Configurable Semantic Web Crawlers

RobVesse · November 21, 2010, 11:00pm

Can anyone recommend some good Semantic Web crawlers?

Preferably they should be configurable to limit depth and if possible the type of links (i.e. predicates) that should be followed.

The more suggestions the better as I'm looking to compare the results of various crawlers as part of an experiment I'm designing.

I'm aware of the following already:

Anyone know of any others?

Note - I'm aware of the similar existing question http://www.semanticoverflow.com/questions/1447/working-linked-data-crawler but this only has two possibilities listed

Edit: Eliminated RDF Crawler from the list as it is so old it supports the old version of RDF (it's RDF API appears to be from 2000) and so can't actually crawl any RDF properly.

JeenBroekstra · November 21, 2010, 11:00pm

Have a look at the Aperture project, it contains crawlers, parsers and (RDF) metadata extractors for a plethora of formats, might be useful.

Barna · November 21, 2010, 11:00pm

Just read about Extractive recently... http://extractiv.com/

Looks like up to 1000 URLs their API is free.

Disclaimer: I have nothing to do with this company...

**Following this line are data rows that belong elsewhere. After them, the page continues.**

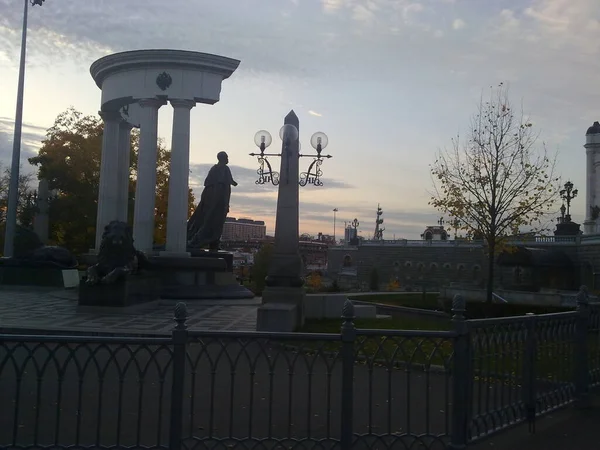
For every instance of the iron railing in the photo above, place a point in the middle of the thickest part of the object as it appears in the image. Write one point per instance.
(354, 389)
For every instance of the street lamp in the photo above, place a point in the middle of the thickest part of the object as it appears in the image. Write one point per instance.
(289, 133)
(335, 210)
(568, 194)
(13, 190)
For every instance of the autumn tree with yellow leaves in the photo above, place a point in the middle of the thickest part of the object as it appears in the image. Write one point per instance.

tobyink · November 21, 2010, 11:00pm

I don't think Kjetil is still maintaining it, but:

http://search.cpan.org/~kjetilk/RDF-Scutter/

It doesn't allow depth to be configured, but does allow you to set a limit on the total number of URLs retrieved (which it crawls breadth-first). The only predicate it follows is rdfs:seeAlso, but it being open source should be pretty easy to patch to follow other predicates. (It's just a single SPARQL query to pull out the links - just need to add a few UNIONs.)